“What is clear to me is that Kuyper’s time has come,” writes Craig Bartholomew in his new book. “We live at a time when [the Enlightenment] project is unraveling, and religion is making a major comeback globally. I propose that in our fragile time the Kuyperian tradition holds resources for finding constructive ways forward that can defuse some of the major threats we face, renew the life of the church, and promote human flourishing.”
On September 29, Redeemer University College celebrated the 500th anniversary of the Reformation with the Abraham Kuyper Today conference. Amidst jokes of “Father Abraham,” a long academic panel of 16 professors engaged with Craig Bartholomew’s new book The Contours of the Kuyperian Tradition: A Systematic Introduction (IVP 2017). The conference was sponsored in part by the Reid Trust, dedicated to “the support and furtherance of Reformed and Presbyterian theological education in Canada.” About 100 people attended, mostly a mature crowd of professors and retired ministers, with a smattering of long-time Kuyperians and a few Redeemer students.
Each of the first wave of 12 speakers took a chapter from Bartholomew’s book, covering such topics as Scripture and the church as well as politics, philosophy and education. Al Wolters, for example, summarized the genius of the Kuyperian tradition in the phrase “grace restores nature” or “redemption is the reclaiming of creation.” Its biblical foundation is in creation, covenant and kingdom, and Bartholomew’s book shows how this biblical foundation has enabled the tradition to migrate across denominational boundaries in “ecumenical convergence.”
Adam Barkman, a philosophy professor at Redeemer, reminded the audience that Kuyper never even used the word “philosophy.” For Kuyper, what we call philosophy was a form of science, although some like Richard Mouw call Kuyper himself a “philosopher-theologian.” He ended by calling Kuyperians to help move the tradition beyond its Dutch enclave and sharing him in a popular way across lines of race, ethnicity and class. “We need more Vincent Bacotes,” he added. (Bacotes is professor of theology and ethics at Wheaton College and wrote The Spirit in Public Theology: Appropriating the Legacy of Abraham Kuyper (2005). He is African American).

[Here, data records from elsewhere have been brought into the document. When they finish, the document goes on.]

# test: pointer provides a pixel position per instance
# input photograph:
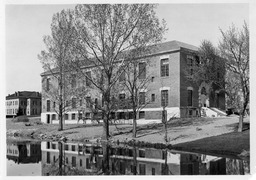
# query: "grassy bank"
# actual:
(213, 135)
(227, 144)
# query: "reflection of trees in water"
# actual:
(237, 166)
(113, 163)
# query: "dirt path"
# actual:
(185, 130)
(179, 130)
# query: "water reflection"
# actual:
(23, 158)
(23, 152)
(56, 158)
(96, 159)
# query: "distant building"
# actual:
(23, 152)
(169, 87)
(23, 103)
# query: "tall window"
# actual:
(88, 101)
(122, 77)
(142, 98)
(164, 67)
(153, 97)
(73, 81)
(190, 61)
(47, 84)
(142, 70)
(48, 105)
(121, 96)
(164, 98)
(96, 102)
(73, 103)
(88, 77)
(190, 96)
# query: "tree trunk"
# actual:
(61, 118)
(60, 157)
(105, 165)
(105, 134)
(164, 121)
(134, 160)
(240, 124)
(134, 124)
(241, 118)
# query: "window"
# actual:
(48, 84)
(73, 103)
(122, 77)
(73, 81)
(121, 96)
(141, 153)
(164, 67)
(153, 171)
(88, 77)
(141, 114)
(142, 98)
(48, 105)
(73, 161)
(48, 160)
(88, 101)
(53, 146)
(142, 169)
(153, 97)
(66, 147)
(88, 165)
(190, 97)
(142, 70)
(96, 102)
(164, 98)
(66, 116)
(190, 62)
(48, 145)
(73, 116)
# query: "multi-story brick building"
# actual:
(23, 103)
(168, 87)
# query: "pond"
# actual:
(30, 158)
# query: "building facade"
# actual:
(168, 88)
(23, 103)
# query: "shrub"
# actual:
(20, 119)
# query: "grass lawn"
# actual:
(229, 144)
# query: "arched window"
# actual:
(203, 91)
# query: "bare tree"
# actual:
(135, 80)
(106, 33)
(55, 61)
(234, 47)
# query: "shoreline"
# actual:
(183, 134)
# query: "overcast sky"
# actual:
(27, 24)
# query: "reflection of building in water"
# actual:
(24, 152)
(88, 159)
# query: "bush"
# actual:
(20, 119)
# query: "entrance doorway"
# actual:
(48, 119)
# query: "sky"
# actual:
(25, 26)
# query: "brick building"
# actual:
(168, 87)
(23, 103)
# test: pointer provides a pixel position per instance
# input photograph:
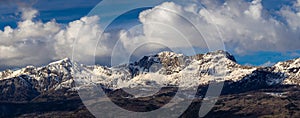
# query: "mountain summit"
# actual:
(165, 68)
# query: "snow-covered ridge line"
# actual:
(165, 68)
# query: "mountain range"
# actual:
(60, 80)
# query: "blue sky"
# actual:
(66, 11)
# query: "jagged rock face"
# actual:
(165, 68)
(292, 70)
(29, 82)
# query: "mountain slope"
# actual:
(162, 69)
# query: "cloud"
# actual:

The conference ended with a four-person panel on the retrieval and renewal of the Kuyperian tradition. Two American Baptists were on the panel, and it was explained that the Kuyperian tradition is being enthusiastically embraced in their circles.
Bartholomew’s book has no chapters on the natural sciences or the arts. Calvin Seerveld warned that philosophical books and conferences are not guarantees of the passing down of any tradition. Traditions live on through the “wonts” (habits) that are passed from practitioners to the inexperienced, face-to-face as an oral tradition, and such habits include family rituals, Sunday worship, a meaningful vocation, wide reading and playing games.

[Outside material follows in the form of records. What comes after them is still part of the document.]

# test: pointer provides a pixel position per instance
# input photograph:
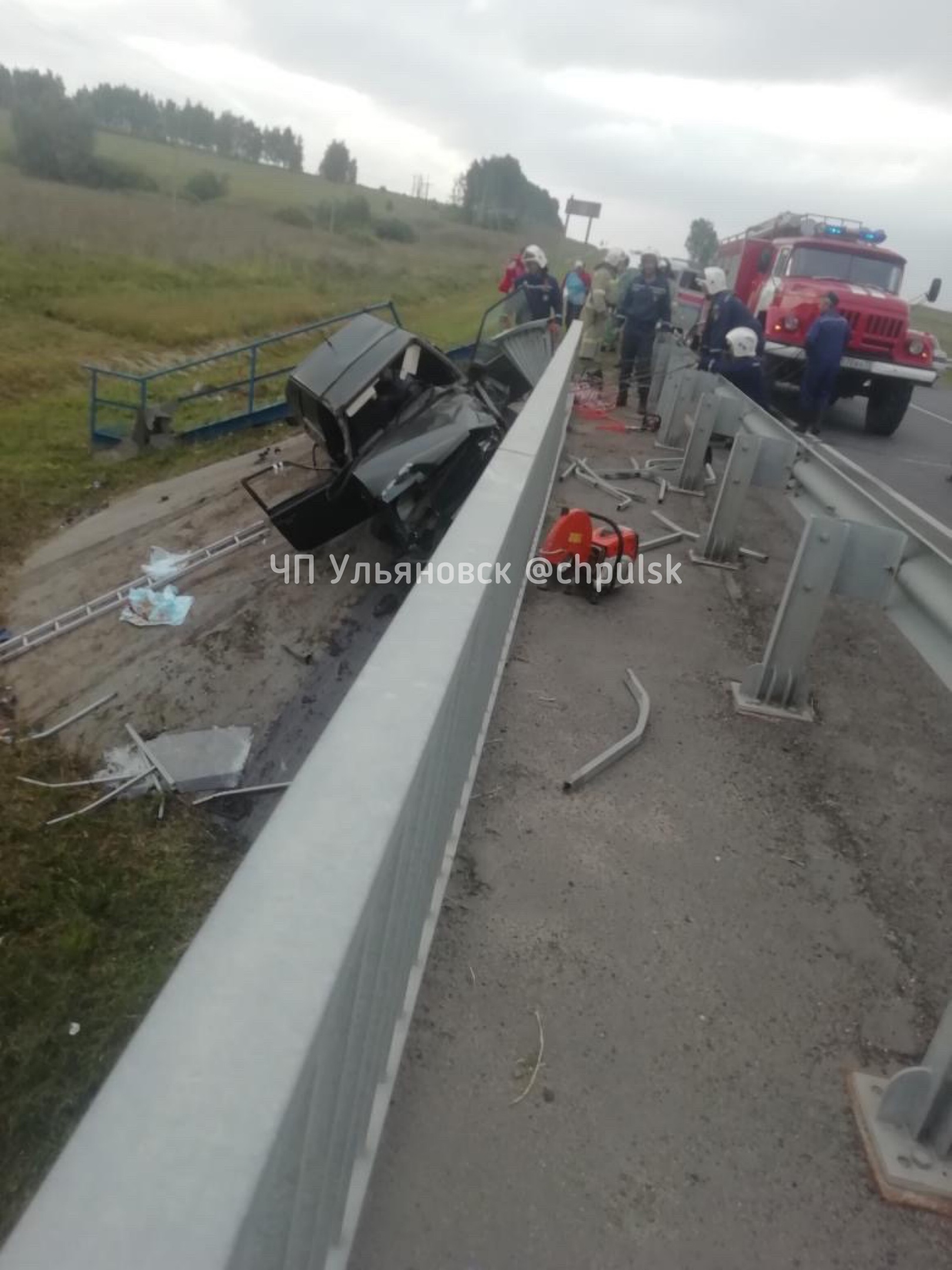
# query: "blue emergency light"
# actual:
(846, 232)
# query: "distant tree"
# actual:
(52, 135)
(121, 108)
(249, 141)
(497, 192)
(292, 152)
(701, 243)
(226, 133)
(205, 186)
(336, 164)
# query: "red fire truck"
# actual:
(782, 268)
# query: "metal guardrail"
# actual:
(865, 540)
(239, 1128)
(856, 543)
(245, 398)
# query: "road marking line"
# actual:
(931, 413)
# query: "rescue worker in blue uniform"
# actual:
(540, 288)
(646, 303)
(826, 345)
(726, 313)
(742, 366)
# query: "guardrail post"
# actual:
(93, 403)
(691, 385)
(252, 372)
(753, 462)
(702, 426)
(834, 557)
(907, 1125)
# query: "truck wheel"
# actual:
(889, 402)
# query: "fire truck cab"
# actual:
(782, 268)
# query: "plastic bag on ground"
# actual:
(163, 564)
(149, 607)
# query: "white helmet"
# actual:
(742, 342)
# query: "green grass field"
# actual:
(94, 915)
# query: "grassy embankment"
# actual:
(94, 914)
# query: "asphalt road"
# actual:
(710, 934)
(916, 460)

He quoted Kuyper as saying that “art is no fringe that is attached to the garment of human life” and urged that artistry should become the underwear of aspiring Biblical students. Following the laughter, he added: wearing such underwear should be a priority in Christian schools, “since the arts are among the best resilient, subtle and invigorating carriers of world-and-life visions.” The audience was reminded that a novel, after all, was the key instrument in Kuyper’s conversion, and Cry the Beloved Country was a catalyst in the dismantling of apartheid in South Africa.
The Kuyperian tradition thrives when it produces a subculture that captures a new generation’s imagination. This is the task that lies ahead for this movement, and its allies like Redeemer and the Reid Trust.